Caractère proportionné et régime matrimonial de la caution.

Deux arrêts récents de la Cour de cassation permettent de confirmer le régime applicable selon la situation de la caution. 

L’article L. 332-1 du Code de la consommation (antérieurement article L. 341-4 du Code de la consommation), prévoit qu’un « créancier professionnel ne peut se prévaloir d’un contrat de cautionnement conclu par une personne physique dont l’engagement était, lors de sa conclusion, manifestement disproportionné à ses biens et revenus, à moins que le patrimoine de cette caution, au moment où celle-ci est appelée, ne lui permette de faire face à son obligation. ». 

Il est admis par la jurisprudence que la notion de créancier professionnel ne vise pas que les seuls banquiers et une enseigne qui fait souscrire un engagement de caution à ses distributeurs sera considérée comme un créancier professionnel. Cet article est donc applicables aux réseaux.  

L’appréciation du caractère proportionné ou non du cautionnement peut poser de nombreuses questions. En particulier comment cette appréciation doit-elle être fait en présence d’une personne physique mariée : doit-on prendre en compte la situation du couple ou uniquement celle de la personne qui souscrit l’engagement ? 

La réponse ne sera pas uniforme et il convient de connaitre le régime matrimonial de la personne qui se porte caution. 

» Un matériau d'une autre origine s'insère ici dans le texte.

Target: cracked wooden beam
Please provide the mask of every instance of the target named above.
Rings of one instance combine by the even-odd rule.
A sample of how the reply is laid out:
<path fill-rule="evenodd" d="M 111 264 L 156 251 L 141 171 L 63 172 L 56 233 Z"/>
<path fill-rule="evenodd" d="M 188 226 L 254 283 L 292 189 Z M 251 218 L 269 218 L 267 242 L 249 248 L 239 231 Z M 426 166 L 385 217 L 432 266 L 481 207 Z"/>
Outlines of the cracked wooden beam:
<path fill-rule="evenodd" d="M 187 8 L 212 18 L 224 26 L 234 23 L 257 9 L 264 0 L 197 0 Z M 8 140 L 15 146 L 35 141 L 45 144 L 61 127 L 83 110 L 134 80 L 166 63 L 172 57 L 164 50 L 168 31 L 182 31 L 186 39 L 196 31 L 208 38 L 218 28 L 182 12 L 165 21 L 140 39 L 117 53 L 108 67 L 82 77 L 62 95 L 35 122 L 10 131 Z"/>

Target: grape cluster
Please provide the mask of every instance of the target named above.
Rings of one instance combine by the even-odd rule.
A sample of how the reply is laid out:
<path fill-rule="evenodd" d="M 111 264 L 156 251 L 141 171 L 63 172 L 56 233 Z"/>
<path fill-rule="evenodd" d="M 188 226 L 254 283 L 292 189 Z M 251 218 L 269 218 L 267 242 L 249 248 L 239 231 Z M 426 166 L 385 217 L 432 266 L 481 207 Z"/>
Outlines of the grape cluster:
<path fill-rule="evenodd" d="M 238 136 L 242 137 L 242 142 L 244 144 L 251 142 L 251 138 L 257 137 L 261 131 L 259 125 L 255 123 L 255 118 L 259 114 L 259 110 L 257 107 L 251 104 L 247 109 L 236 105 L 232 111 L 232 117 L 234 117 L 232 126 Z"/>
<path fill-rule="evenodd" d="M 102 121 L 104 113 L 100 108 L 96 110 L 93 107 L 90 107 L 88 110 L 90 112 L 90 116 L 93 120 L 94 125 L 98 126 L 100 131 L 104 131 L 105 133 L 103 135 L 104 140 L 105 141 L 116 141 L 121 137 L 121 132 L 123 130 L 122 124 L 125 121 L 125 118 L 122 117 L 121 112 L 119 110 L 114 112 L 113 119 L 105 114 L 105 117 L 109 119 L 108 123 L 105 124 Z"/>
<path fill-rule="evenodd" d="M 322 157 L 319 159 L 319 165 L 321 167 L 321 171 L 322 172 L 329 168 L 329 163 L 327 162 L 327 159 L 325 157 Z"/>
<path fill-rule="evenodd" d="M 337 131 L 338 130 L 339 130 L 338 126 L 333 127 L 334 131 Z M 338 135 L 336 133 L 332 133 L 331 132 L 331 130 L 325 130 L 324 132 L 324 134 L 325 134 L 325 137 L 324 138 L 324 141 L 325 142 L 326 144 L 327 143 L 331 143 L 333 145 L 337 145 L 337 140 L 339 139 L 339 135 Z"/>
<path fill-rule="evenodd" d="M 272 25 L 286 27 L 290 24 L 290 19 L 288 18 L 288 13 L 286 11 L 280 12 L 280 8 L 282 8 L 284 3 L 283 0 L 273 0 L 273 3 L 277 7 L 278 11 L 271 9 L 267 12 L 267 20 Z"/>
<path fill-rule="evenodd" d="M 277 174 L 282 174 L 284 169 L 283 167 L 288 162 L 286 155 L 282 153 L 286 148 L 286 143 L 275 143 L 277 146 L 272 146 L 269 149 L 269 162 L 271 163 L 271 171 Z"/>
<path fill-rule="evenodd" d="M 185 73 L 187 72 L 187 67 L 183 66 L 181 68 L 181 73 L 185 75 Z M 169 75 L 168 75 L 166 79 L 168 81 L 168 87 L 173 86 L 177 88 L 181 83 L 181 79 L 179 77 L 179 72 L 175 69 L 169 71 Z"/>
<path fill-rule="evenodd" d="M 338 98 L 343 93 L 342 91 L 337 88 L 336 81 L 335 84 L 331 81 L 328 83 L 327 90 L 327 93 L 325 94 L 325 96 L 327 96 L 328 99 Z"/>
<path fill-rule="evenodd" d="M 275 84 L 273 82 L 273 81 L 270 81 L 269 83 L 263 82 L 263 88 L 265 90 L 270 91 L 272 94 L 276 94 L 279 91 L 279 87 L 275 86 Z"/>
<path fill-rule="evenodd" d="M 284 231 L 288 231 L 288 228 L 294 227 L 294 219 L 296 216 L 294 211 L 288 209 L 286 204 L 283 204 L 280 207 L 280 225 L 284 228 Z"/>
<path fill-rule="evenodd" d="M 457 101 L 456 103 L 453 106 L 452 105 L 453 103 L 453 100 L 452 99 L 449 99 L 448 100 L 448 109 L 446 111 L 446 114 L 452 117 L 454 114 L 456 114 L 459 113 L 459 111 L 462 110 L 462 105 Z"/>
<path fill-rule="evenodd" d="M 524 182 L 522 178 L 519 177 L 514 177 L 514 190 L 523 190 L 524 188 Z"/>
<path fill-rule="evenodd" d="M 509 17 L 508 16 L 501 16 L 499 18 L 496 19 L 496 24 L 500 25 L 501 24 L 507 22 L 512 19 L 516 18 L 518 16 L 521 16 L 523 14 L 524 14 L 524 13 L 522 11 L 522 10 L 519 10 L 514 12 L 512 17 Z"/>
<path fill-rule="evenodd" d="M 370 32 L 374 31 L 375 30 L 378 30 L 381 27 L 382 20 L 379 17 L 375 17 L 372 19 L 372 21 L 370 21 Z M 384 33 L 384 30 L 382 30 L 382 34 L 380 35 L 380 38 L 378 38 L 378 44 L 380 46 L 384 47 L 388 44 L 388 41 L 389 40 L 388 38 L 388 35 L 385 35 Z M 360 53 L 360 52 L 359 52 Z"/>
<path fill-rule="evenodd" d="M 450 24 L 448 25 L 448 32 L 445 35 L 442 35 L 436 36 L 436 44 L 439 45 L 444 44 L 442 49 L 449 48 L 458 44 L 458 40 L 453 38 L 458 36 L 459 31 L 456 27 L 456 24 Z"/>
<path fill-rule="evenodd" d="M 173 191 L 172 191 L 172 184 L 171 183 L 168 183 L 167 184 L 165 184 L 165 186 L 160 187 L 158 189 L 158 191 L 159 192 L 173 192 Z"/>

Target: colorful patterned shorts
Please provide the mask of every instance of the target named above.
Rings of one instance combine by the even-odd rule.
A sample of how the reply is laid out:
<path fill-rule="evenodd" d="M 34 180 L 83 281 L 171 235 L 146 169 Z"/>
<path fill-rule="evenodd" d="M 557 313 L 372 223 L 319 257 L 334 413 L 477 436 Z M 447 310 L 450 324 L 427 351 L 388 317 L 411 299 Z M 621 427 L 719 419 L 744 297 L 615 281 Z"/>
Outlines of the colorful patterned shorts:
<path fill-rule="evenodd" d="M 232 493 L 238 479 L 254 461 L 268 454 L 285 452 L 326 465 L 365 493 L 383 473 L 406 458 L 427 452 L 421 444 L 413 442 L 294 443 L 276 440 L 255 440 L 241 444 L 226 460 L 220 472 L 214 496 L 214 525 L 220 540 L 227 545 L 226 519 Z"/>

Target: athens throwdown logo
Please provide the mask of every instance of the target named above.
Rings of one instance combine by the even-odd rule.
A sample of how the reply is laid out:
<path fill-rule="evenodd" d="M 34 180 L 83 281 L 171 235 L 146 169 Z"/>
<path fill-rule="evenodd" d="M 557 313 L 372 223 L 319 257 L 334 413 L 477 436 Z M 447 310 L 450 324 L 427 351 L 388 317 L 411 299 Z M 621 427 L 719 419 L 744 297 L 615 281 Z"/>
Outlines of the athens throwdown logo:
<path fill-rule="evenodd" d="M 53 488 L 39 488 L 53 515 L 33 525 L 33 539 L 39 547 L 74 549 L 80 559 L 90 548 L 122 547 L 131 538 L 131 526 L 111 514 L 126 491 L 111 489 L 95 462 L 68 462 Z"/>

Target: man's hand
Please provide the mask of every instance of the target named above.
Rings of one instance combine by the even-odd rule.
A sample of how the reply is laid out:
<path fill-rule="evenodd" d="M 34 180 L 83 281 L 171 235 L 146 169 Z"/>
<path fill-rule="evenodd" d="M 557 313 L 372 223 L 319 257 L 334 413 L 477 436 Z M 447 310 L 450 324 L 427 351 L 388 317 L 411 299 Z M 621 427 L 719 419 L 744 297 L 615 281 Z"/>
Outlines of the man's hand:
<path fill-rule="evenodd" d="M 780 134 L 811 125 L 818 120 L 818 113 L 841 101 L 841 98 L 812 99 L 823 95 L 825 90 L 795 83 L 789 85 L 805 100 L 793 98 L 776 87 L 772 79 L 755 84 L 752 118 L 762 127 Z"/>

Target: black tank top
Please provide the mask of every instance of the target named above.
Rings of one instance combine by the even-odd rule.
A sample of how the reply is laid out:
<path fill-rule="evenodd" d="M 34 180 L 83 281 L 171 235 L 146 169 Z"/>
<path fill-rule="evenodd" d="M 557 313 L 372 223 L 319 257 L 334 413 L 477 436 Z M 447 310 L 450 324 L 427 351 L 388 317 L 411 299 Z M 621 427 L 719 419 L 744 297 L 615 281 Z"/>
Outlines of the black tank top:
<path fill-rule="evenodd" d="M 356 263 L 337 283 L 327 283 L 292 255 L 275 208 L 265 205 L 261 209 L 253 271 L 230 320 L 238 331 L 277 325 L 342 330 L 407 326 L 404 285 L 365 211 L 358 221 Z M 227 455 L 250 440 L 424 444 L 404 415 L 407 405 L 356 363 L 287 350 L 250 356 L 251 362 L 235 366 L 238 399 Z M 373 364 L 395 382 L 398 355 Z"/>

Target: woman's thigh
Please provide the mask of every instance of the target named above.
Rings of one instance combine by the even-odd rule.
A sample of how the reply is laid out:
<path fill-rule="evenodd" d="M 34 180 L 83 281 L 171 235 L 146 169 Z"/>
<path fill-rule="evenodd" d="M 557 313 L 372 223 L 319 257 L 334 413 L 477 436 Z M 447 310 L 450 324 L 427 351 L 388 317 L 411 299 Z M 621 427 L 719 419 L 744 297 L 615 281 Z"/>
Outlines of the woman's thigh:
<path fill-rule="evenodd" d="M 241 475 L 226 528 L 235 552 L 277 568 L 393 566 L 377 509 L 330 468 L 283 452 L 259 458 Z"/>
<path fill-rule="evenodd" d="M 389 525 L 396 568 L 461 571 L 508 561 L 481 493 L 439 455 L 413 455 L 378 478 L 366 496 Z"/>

L’arrêt du 26 mai est rendu dans une espèce où les époux étaient séparés de biens. L’un des époux contestait le caractère proportionné du cautionnement qu’il avait souscrit. La Cour d’appel avait considéré que le cautionnement n’était pas disproportionné dans la mesure où le conjoint de la caution disposait de revenus et de biens suffisamment importants pour « contribuer dans de larges proportions à la subsistance de la famille et d’assurer son logement ». La Cour de cassation casse l’arrêt d’appel au visa de l’article 1536 du Code civil qui dispose qu’en cas de séparation de biens, chaque époux « (…) conserve l’administration, la jouissance et la libre disposition de ses biens personnels. Chacun d’eux reste seul tenu des dettes nées en sa personne avant ou pendant le mariage (…) ». Chaque époux est donc autonome financièrement et l’appréciation du caractère proportionné doit donc se faire au regard des revenus et des biens du seul époux qui s’est engagé comme caution.  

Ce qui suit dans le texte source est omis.